Nidderdale provided glorious recuperation for post-descent nerves. Riding alongside the stunningly beautiful Gouthwaite Reservoir the sun tried to shine, yet we were still being rained on.
We soon arrived in Pateley Bridge for the next big climb, Greenhow, another in the 100 Greatest Cycling Climbs. I recognised it immediately from the picture of the pub at the foot of the first wicked 16% slope. I didn’t enjoy the climb. It was a hard, grim grind. The rain was back, the surrounding countryside ugly and unwelcoming. The climb rose once more to moor and the giant phallus of Coldstones Cut, looking more like some bygone ruin of the Industrial Revolution than commissioned sculpture.

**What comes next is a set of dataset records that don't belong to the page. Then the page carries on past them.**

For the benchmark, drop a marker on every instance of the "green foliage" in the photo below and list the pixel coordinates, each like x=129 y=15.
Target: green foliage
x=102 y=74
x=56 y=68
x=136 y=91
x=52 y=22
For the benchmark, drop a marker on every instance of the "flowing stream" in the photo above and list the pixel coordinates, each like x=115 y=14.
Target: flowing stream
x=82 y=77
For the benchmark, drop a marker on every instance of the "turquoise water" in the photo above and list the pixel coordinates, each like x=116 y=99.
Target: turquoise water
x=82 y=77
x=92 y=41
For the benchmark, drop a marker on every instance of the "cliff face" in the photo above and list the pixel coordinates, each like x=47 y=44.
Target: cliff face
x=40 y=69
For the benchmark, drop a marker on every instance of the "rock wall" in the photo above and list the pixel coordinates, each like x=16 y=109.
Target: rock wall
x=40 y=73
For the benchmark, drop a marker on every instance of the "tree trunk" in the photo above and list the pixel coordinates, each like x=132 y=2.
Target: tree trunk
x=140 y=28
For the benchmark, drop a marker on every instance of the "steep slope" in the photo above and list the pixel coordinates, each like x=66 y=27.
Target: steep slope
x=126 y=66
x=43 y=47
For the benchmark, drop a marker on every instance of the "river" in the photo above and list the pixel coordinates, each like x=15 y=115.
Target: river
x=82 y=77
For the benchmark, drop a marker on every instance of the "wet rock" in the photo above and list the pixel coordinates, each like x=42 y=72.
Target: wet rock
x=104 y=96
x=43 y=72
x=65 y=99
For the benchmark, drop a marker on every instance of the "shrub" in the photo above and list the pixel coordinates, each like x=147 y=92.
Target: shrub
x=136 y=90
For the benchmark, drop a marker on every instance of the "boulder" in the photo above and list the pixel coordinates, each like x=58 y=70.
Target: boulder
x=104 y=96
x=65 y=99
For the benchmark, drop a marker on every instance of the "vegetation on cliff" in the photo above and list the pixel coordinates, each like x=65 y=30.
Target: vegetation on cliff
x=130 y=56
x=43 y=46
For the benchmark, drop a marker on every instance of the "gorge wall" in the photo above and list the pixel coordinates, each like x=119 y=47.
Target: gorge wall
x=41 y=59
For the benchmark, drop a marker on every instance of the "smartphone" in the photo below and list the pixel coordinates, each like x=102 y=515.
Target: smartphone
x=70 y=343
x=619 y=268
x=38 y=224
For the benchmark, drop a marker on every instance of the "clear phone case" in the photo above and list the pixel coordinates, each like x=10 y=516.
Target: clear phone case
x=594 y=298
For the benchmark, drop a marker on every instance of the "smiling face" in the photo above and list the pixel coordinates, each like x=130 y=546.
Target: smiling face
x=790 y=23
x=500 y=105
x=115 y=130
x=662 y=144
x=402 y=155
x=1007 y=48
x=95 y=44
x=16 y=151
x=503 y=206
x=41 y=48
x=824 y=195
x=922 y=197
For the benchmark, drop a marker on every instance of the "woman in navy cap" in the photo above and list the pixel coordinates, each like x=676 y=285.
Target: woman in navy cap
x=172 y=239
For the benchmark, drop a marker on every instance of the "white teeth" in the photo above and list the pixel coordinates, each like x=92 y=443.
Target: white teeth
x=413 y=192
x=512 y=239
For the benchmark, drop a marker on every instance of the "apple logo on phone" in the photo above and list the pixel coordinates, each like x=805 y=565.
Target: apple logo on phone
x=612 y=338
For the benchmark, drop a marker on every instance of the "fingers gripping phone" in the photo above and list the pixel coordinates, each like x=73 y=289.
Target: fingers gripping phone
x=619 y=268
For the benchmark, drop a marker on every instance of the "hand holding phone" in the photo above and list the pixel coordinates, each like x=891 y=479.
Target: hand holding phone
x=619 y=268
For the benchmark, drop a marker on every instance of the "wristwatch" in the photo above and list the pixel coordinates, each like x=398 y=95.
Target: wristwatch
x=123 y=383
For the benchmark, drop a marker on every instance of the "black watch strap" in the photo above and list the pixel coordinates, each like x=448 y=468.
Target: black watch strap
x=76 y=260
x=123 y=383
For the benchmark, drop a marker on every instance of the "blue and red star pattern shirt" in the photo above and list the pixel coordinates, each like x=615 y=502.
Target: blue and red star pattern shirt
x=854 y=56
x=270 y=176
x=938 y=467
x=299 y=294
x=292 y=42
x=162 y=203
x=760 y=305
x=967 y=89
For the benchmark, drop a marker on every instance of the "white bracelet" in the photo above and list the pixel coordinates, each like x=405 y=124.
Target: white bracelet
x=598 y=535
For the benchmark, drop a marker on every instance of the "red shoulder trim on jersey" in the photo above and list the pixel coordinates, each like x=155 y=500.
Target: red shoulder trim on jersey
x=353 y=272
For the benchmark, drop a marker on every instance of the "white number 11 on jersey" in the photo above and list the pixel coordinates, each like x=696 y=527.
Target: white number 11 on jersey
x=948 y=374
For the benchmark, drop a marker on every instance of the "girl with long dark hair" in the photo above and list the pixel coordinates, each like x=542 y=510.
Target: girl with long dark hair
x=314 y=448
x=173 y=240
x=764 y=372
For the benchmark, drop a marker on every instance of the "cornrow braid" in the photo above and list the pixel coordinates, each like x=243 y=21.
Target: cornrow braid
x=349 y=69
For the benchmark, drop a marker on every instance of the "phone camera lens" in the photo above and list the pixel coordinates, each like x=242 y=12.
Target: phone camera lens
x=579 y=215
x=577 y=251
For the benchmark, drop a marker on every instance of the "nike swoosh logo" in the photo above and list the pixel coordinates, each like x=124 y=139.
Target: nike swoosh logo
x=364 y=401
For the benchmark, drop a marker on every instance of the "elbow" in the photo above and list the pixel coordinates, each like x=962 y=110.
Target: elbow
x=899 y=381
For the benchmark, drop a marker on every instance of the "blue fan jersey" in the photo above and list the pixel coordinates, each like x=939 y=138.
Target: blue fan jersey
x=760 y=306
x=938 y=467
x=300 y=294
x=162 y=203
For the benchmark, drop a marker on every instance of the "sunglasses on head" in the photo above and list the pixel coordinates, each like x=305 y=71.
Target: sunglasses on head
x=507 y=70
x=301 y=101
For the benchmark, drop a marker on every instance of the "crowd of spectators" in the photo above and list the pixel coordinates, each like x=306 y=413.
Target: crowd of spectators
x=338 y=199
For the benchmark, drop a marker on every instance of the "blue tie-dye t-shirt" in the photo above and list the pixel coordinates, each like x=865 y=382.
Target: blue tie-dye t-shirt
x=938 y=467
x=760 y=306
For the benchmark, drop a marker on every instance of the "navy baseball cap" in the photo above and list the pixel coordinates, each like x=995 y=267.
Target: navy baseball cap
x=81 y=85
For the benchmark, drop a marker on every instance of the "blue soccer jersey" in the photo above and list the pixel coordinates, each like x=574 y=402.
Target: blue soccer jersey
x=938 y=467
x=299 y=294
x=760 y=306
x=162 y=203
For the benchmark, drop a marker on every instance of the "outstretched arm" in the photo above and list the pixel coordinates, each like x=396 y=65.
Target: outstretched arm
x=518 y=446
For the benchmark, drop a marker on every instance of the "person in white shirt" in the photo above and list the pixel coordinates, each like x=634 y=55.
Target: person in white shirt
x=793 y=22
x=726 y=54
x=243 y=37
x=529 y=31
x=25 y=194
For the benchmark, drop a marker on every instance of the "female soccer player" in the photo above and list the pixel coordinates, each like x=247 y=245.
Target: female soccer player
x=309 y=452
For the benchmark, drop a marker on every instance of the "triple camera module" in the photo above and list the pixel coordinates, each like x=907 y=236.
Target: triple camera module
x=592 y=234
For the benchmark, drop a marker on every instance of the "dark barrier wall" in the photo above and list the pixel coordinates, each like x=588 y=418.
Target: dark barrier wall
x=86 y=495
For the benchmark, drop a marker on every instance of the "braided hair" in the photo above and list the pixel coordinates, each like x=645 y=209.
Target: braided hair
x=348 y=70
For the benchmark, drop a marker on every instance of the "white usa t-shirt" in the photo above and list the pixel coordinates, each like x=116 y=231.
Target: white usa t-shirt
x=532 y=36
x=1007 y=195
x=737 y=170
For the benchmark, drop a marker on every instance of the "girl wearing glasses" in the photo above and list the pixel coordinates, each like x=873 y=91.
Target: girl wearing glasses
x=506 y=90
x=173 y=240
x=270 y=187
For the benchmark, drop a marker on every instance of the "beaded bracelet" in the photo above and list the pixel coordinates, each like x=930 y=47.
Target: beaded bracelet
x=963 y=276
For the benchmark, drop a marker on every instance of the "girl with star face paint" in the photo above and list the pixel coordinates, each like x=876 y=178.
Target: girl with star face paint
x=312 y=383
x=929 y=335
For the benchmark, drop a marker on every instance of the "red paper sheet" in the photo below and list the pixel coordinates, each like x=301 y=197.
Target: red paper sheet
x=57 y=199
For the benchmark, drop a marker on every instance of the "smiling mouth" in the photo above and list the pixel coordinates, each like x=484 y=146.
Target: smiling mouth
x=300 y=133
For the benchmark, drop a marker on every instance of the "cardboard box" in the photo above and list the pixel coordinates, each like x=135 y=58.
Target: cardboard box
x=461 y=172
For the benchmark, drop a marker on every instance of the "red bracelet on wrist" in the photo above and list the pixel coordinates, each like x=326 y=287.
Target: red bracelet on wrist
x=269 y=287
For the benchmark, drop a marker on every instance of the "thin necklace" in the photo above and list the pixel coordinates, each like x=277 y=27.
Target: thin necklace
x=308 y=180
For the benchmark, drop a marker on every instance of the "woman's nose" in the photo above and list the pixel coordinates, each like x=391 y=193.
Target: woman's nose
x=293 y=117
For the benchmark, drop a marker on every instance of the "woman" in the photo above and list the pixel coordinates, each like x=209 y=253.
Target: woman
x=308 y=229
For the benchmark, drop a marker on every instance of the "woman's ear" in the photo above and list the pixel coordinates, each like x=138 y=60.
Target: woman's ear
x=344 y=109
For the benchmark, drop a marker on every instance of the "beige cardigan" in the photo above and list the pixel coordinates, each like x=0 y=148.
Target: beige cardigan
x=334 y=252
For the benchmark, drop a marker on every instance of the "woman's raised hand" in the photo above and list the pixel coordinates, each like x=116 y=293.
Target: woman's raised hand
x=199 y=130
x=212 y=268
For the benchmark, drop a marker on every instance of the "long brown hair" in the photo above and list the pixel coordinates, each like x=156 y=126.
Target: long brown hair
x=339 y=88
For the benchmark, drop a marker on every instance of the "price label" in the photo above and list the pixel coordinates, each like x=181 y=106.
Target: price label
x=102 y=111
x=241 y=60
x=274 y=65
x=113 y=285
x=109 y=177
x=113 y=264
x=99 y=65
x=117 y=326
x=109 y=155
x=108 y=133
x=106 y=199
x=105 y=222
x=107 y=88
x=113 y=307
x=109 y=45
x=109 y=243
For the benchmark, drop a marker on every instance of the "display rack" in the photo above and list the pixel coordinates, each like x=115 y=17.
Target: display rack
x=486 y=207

The rain continued to worsen. In Appletreewick we found a campsite serving up homemade cakes, scones, tea and coffee from a vintage Airstream caravan. The temptation to stop was too great to resist. A fresh cheese scone and hot tea were quickly devoured and as the rain started to rattle on the caravan’s aluminium skin we retreated into a barn for shelter, along with an old VW campervan modified into a truck! We missed the worst of that shower, the other group didn’t, arriving drenched and shivering while we were finishing our drinks.
Savouring the hot drinks had softened us up and we decided the constant rain and showers were getting a little too much so we would take a more direct route back, although since we were at the southernmost part of the route, we wouldn’t be shaving much off. The route headed north west and I remember from the maps a couple of roads forked off to the north east, in the direction of home. We double checked the maps. Buckden or Kettlewell were the promising shortcuts, but since Kettlewell was shorter we opted for that. I’m not sure how many of the others knew just what was up the road from there though…
The ride through Wharfdale was superb; Kilnsey Cragg, its overhanging rock bearing down on the valley like a fossilised tidal wave, made a far more magnificent sight than man’s Coldstones Cut.
I took us on a wrong turn out of Kettlewell, it didn’t feel right and some local farmers confirmed my suspicions and set us back on the right route. The others checked with more locals back in Ketttlewell. They warned us the road was steep. I knew that – I had checked the book. Out of the village the road kicked up sharply with a 10% plus gradient then eased off for an easy roll alongside wild Park Gill Beck. Ahead, the viciously steep tarmac scars of Park Rash loomed closer.
The road bent right and tore up the hillside at a ridiculous angle. Sharp left and right bends followed and the climb continued at around 18%. George was walking, my legs were grinding over the 39:23 gear, the best I had, and my arms shrieked for rest. Respite did come, but not for long. The road kicked up again to 20%. I joined the others at the top, by a cattle grid, and took in the views. It was a hard and beautiful climb, averaging over 10% for 2km, definitely the best of the day. The ride over the top of the moors was equally spectacular – a good open road with a fast tailwind and the curlews and lapwings calling overhead, you can’t ask for more from a post climb recovery.
And that was the climbing done. We rode back to the Dales Bike Centre for coffee and cake.